= Llewellyn W. Longstaff =

English industrialist

Lieutenant-Colonel Llewellyn Wood Longstaff (23 December 1841 – 20 November 1918) was an English industrialist and fellow of the Royal Geographical Society. He is best known for being the chief private-sector patron and financial angel of the Discovery Expedition to the Antarctic.

==Antarctic patron==
Llewellyn Longstaff was born in Wandsworth London, on 23 December 1841. In 1873, he married Marie Lydia Sawyer, with whom he had 10 children, including mountaineer Tom George Longstaff. He owned a significant equity share in Blundell Spence & Co., a £400,000 firm based in Kingston upon Hull that crushed linseed oil to manufacture oil paint. He was also a member of several nongovernmental organizations, including the Freemasons, the Hull Chamber of Commerce and Shipping, and the Royal Geographical Society (RGS).

Longstaff's Society membership coincided with the presidency of longtime RGS leader Sir Clements Markham, whose dream was to organize a British expedition to the then-unknown Antarctic continent. Markham's initial efforts to lobby for funds were met with indifference in London; but Longstaff's friendship with Markham made it possible for the impecunious expedition plans to move forward, as the industrialist pledged in 1899 to donate £25,000 sterling. The British government then promised to appropriate £40,000 as matching funds, thus creating a budget to support the construction in 1900-1901 of a ship for the expedition, RRS Discovery. The ship, partly paid for by Longstaff, would be commanded by Markham's protégé Robert Falcon Scott.

The paint manufacturer's donation gave him the standing to recommend potential expedition members to Markham. After Sir Llewellyn's son Cedric befriended a junior Union Castle merchant navy officer while their ship was heading for South Africa, young Cedric recommended his friend to Longstaff's attention. Longstaff got the sea officer, Ernest Shackleton, a crucial interview with Markham that led to his selection for the expedition. The Discovery Expedition sailed south, with Scott as commander and Shackleton as a key officer, in August 1901. The expedition members treated Longstaff in absentia as their principal patron, and in December 1902 Scott and Shackleton, in a probe southward over the Ross Ice Shelf, discovered and named the Longstaff Peaks, a mountain system in the Holland Range.

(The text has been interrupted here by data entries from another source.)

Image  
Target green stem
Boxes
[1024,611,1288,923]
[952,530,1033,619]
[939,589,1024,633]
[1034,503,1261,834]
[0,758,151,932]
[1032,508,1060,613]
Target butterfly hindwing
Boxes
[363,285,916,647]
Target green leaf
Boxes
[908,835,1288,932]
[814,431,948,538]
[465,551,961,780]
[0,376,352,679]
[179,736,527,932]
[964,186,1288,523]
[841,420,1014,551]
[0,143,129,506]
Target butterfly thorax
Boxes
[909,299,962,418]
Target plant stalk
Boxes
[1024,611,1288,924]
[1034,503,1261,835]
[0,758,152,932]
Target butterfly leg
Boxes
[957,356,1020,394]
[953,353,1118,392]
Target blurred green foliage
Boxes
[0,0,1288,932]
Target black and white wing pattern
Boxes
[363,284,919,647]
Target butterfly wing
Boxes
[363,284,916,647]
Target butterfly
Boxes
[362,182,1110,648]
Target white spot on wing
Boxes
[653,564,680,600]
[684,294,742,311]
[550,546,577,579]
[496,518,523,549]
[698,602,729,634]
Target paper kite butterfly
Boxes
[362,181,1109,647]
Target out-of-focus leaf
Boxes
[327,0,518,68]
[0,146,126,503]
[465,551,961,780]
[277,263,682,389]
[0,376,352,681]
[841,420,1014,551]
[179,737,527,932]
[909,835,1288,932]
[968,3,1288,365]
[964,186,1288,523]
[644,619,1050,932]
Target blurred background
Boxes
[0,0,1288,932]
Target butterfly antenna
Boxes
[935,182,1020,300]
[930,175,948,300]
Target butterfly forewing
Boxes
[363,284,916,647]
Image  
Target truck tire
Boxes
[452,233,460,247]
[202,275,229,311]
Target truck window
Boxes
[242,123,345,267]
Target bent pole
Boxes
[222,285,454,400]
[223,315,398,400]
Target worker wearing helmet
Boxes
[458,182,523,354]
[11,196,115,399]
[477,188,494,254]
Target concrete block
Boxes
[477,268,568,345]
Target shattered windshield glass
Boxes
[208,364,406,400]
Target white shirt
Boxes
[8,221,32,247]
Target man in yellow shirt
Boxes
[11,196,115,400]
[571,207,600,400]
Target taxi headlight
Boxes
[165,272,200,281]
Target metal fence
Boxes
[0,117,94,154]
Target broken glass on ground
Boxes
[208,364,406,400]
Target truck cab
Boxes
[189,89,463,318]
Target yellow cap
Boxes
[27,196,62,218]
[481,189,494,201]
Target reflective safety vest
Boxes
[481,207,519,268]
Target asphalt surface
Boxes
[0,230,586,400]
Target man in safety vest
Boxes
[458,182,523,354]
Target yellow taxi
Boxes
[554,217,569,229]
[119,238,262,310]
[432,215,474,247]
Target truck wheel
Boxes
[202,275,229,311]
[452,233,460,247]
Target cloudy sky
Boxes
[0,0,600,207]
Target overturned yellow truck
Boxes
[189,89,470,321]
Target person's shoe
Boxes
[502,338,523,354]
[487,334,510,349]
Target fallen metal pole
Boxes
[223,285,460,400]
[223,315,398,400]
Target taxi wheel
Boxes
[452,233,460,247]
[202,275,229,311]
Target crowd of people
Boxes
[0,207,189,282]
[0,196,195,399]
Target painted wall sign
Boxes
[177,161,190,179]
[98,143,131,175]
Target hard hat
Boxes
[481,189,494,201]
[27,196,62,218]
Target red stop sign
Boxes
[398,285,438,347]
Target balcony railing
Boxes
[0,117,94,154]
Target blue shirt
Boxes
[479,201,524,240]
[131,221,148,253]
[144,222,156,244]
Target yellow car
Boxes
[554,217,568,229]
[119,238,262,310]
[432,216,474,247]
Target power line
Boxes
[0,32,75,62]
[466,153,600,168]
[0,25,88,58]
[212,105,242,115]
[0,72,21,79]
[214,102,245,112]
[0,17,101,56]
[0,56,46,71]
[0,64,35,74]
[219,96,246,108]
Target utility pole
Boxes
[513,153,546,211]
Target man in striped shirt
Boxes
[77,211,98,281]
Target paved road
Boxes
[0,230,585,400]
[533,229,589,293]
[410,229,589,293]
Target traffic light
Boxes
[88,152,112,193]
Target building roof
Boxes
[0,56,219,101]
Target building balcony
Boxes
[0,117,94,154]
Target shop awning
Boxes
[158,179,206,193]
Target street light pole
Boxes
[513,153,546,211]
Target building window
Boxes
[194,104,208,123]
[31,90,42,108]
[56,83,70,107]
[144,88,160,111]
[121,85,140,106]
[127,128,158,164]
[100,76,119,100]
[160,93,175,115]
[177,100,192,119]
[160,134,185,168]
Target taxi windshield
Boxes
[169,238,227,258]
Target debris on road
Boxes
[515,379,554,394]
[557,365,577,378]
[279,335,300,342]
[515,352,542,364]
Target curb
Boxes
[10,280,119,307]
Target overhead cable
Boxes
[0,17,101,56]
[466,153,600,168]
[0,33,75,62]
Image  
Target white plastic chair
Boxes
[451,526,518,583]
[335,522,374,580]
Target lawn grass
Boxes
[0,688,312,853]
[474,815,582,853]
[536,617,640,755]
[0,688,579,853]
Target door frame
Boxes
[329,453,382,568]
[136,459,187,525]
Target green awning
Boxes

Longstaff died on 20 November 1918 in Wimbledon, London. He was posthumously appointed an Officer of the Order of the British Empire in the 1919 New Year Honours.

The Discovery, built with his donation, was preserved as a historic landmark. As of 2026 it is permanently moored in Dundee.

==Family==
Llewelyn was the father of mountaineers Tom Longstaff, Katharine Longstaff Wedgwood and Frederick Longstaff.